Change the way errors are handled in Lua scripts

kmike commented 9 years ago

In http://splash.readthedocs.org/en/1.3.1/scripting-tutorial.html#error-handling it is described how are errors handled in Splash Lua scripts:

for developer errors (e.g. incorrect function arguments) exception is raised;

for errors outside developer control (e.g. a non-responding remote website) status flag is returned: functions that can fail return ok, reason pairs which developer can either handle or ignore.

This means that by default script won't stop on "external" errors; to make code robust almost every statement needs to be wrapped in assert():

assert(splash:go(splash.args.url))
assert(splash:wait(0.5))

Even in the documentation I was sometimes sloppy and haven't written these asserts. One example is wait_for from http://splash.readthedocs.org/en/latest/scripting-tutorial.html#writing-modules:

function Splash:wait_for(condition)
    while not condition() do   -- condition function can't follow our conventions here
        self:wait(0.05)        -- assert is missing
    end
end

It is too easy to forget about error checking, and code that checks for errors looks uglier than code which doesn't check.

I propose to change the error handling convention and raise an error both for developer errors and for error conditions outside developer control (e.g. 404 pages).

Pros:

errors are not silently discarded;
less code to write and read in common cases (?);
it is possible to wrap several statements in pcall and handle errors once.

Cons:

not ideomatic Lua;
handling errors with pcall requires more work;
pcall may catch developer errors (e.g. invalid argument names)

TODO: figure out how code using pcall will look like:

-- option 1, no-brainer - does it work?
local ok, res = pcall(splash:evaljs, "document.title")

-- option 2, ugly
local ok, res = pcall(splash.evaljs, self, "document.title")

-- option 3, verbose
local ok, res = pcall(function() 
    return splash:evaljs("document.title")
end)

Any thoughts?

pawelmhm commented 9 years ago

+1

This is very important IMO. I just realized in some situations we take screenshots of 500 and 404 pages. Script like this

function main(splash)
            splash:go("http://httpbin.org/status/500")
            return splash:png()
end

returns perfectly nice 200 response from splash, and client gets screenshot of 500 without anyone noticing this.

I propose to change the error handling convention and raise an error both for developer errors and for error conditions outside developer control (e.g. 404 pages).

This sounds like a good idea for me, but just to clarify, which response codes are we talking about here? If splash makes 60 requests while rendering page, and 1-2 return 404 will error be raised? Or are we talking only about response codes for first initial request?

One thing about:

for errors outside developer control (e.g. a non-responding remote website) status flag is returned: functions that can fail return ok, reason pairs which developer can either handle or ignore.

currently ok, reason pair is very generic. If remote website responds with 400 clients gets nil, 'error' pair, and it gets same thing when remote website responds with 500.

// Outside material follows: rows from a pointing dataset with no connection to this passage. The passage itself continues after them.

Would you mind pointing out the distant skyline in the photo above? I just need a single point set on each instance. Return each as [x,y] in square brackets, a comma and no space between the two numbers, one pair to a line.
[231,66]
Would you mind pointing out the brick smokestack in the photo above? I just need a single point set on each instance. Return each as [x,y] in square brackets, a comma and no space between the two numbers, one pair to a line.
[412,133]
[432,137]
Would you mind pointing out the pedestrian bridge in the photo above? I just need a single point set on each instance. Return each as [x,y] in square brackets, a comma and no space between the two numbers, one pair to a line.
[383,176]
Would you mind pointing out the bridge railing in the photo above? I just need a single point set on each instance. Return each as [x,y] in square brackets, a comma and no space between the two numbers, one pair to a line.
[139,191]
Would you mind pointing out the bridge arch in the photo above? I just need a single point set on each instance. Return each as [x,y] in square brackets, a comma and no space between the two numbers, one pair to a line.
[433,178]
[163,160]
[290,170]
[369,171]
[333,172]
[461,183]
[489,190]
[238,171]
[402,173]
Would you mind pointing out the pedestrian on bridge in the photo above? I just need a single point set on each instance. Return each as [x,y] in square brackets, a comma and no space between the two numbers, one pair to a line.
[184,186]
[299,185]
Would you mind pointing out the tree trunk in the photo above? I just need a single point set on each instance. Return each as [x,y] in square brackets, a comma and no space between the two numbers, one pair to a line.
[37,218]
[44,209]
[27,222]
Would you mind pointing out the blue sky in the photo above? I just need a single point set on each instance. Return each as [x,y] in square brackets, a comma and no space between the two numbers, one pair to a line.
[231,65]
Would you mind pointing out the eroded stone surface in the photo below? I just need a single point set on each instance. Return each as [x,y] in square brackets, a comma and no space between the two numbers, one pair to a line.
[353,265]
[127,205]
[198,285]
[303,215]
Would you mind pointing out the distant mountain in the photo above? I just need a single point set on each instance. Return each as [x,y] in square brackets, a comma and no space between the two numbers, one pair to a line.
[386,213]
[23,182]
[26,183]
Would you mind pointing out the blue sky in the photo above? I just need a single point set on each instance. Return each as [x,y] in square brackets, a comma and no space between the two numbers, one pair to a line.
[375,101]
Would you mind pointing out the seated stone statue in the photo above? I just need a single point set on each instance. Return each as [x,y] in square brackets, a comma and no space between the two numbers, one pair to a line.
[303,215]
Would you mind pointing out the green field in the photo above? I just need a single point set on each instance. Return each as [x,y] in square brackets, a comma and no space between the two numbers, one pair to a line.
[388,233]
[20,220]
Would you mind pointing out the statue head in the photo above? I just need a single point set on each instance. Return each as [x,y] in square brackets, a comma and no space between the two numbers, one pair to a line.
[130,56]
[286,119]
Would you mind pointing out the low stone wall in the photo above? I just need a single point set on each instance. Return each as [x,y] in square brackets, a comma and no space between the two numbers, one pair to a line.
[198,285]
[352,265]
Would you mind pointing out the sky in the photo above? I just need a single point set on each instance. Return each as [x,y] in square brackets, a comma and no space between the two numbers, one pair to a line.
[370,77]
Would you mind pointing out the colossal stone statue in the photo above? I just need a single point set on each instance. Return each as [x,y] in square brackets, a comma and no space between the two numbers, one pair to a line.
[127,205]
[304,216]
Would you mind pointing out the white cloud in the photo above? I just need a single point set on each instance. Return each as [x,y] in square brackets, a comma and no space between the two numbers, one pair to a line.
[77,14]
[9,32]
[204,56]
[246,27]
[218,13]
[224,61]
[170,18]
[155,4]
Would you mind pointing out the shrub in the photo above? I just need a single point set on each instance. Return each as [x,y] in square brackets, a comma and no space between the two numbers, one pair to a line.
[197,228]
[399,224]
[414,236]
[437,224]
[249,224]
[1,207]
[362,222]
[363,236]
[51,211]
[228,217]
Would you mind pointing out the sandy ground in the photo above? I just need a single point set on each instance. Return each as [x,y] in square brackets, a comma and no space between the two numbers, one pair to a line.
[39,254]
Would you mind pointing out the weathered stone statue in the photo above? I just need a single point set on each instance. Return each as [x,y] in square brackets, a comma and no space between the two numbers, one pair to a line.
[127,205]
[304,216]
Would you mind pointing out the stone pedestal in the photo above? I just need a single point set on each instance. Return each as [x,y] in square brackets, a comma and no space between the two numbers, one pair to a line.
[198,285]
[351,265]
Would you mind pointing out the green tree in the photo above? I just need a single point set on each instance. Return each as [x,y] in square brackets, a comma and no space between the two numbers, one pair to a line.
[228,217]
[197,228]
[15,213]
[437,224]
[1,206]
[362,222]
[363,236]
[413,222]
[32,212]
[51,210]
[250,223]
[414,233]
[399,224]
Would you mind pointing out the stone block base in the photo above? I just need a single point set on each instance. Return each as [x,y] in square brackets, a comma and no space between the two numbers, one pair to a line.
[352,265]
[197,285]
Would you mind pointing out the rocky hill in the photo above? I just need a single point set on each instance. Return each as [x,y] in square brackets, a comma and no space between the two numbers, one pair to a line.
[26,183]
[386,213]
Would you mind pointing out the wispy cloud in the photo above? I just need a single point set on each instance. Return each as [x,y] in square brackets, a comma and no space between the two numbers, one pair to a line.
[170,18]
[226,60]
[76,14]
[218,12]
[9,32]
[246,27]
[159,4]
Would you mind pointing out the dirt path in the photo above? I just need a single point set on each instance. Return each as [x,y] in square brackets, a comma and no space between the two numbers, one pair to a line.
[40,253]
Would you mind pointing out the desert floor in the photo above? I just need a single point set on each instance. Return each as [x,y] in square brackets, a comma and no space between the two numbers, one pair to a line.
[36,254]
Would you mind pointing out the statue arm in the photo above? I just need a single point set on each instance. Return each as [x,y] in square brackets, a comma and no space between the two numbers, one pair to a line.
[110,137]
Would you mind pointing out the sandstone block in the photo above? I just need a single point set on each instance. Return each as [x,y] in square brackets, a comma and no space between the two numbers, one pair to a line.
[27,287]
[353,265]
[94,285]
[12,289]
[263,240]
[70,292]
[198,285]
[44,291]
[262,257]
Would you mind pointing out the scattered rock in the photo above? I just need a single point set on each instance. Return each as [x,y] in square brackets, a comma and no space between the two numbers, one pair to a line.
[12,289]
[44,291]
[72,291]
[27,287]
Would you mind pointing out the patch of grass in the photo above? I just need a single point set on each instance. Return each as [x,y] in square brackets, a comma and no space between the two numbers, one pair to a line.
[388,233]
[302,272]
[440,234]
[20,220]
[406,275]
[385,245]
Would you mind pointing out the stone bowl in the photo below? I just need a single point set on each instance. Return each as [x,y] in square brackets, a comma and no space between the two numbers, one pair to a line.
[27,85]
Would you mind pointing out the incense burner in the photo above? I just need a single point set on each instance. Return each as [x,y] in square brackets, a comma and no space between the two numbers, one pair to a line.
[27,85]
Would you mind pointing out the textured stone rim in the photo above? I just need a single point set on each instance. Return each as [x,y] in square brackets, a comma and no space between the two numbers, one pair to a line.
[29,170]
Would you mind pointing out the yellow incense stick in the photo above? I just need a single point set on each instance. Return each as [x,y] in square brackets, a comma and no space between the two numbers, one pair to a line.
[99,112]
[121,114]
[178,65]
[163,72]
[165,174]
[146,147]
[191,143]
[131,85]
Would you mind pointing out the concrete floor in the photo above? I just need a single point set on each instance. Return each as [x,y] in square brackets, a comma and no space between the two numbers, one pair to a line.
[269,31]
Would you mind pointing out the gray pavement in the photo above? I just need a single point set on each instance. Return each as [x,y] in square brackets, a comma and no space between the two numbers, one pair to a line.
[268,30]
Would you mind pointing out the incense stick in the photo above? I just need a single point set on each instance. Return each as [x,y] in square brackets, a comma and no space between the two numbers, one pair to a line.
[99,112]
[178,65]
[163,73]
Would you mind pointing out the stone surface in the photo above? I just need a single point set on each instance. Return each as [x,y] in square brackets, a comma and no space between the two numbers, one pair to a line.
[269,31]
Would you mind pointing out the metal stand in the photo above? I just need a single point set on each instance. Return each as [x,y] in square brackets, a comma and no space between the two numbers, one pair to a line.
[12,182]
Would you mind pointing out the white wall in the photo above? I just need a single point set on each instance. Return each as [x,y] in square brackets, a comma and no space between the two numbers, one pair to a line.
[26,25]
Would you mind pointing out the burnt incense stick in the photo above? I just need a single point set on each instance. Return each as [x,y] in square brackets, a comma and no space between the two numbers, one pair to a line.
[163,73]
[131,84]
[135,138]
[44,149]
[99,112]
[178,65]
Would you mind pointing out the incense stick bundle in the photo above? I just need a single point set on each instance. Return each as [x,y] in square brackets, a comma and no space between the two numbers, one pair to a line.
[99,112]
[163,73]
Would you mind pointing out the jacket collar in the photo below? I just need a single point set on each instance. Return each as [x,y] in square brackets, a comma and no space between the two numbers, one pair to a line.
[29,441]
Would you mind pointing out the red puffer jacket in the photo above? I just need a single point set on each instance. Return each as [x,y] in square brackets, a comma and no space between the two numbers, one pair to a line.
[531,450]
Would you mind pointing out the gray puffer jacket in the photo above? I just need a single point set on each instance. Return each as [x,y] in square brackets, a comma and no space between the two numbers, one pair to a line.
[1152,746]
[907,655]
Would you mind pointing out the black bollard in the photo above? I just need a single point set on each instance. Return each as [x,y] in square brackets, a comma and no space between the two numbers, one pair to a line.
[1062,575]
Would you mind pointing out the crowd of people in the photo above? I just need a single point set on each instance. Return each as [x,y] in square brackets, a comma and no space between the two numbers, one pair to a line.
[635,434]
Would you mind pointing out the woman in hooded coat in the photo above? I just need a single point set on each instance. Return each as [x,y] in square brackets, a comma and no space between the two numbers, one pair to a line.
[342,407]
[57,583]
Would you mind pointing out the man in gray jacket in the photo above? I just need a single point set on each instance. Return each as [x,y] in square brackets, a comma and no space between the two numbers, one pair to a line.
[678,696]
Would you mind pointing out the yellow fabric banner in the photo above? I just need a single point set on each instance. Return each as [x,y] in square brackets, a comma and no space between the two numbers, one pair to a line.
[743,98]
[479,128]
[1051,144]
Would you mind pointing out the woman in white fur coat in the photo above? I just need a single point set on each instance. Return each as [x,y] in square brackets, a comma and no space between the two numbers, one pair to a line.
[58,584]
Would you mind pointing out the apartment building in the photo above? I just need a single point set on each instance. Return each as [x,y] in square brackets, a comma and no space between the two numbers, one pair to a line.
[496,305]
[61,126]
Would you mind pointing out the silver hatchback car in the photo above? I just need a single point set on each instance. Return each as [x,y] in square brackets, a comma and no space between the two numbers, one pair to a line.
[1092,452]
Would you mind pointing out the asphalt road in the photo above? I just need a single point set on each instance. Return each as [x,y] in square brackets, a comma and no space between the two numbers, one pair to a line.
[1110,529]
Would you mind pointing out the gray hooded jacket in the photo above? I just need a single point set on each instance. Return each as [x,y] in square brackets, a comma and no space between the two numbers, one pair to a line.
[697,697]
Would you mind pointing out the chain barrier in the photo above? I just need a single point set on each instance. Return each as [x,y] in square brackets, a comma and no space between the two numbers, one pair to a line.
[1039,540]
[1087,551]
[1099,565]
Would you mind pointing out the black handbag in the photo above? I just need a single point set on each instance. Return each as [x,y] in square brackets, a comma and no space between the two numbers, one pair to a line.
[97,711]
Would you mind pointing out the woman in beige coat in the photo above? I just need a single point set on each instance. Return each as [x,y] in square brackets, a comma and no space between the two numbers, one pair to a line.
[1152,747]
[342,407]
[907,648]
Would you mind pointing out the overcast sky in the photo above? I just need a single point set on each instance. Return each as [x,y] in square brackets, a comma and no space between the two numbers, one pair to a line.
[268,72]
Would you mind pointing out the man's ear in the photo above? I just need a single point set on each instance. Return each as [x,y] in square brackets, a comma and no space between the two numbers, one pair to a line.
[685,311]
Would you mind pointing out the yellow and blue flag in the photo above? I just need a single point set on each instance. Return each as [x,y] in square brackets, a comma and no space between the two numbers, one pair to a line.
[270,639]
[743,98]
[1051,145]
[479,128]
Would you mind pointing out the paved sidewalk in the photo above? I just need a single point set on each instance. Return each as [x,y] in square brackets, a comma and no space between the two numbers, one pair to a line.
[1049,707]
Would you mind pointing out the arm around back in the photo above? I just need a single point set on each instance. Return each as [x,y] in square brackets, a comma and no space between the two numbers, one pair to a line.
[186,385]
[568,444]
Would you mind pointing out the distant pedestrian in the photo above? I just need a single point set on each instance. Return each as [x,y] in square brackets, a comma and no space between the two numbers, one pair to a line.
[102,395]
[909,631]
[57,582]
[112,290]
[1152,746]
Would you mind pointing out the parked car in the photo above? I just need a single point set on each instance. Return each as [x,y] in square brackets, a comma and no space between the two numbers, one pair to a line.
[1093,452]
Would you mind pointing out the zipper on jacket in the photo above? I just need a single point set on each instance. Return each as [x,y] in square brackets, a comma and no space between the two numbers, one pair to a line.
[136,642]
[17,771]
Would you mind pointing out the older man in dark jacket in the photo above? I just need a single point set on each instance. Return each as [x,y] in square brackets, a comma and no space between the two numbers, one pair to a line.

Is it possible to get more specific error messages? For example status code of response and message? Does it make sense? I know there are many different requests involved when rendering, so probably it would be difficult to speak about one response status code, but perhaps we have some data available that could help the client to know why splash request failed?

Another thing that seems important to me. What will be response code of splash in case remote resource responds with 500? IMO splash response code should allow to distinguish this failure from failure of splash operation, perhaps 503 with error message propagated from remote resource would be good?

kmike commented 9 years ago

Hey @pawelmhm,

... returns perfectly nice 200 response from splash, and client gets screenshot of 500 without anyone noticing this.

yes, this is the main motivation behind this proposal. You need to be careful and write assert(splash:go(...)) each time, or handle it explicitly by using ok, reason = splash:go(...).

This sounds like a good idea for me, but just to clarify, which response codes are we talking about here? If splash makes 60 requests while rendering page, and 1-2 return 404 will error be raised? Or are we talking only about response codes for first initial request?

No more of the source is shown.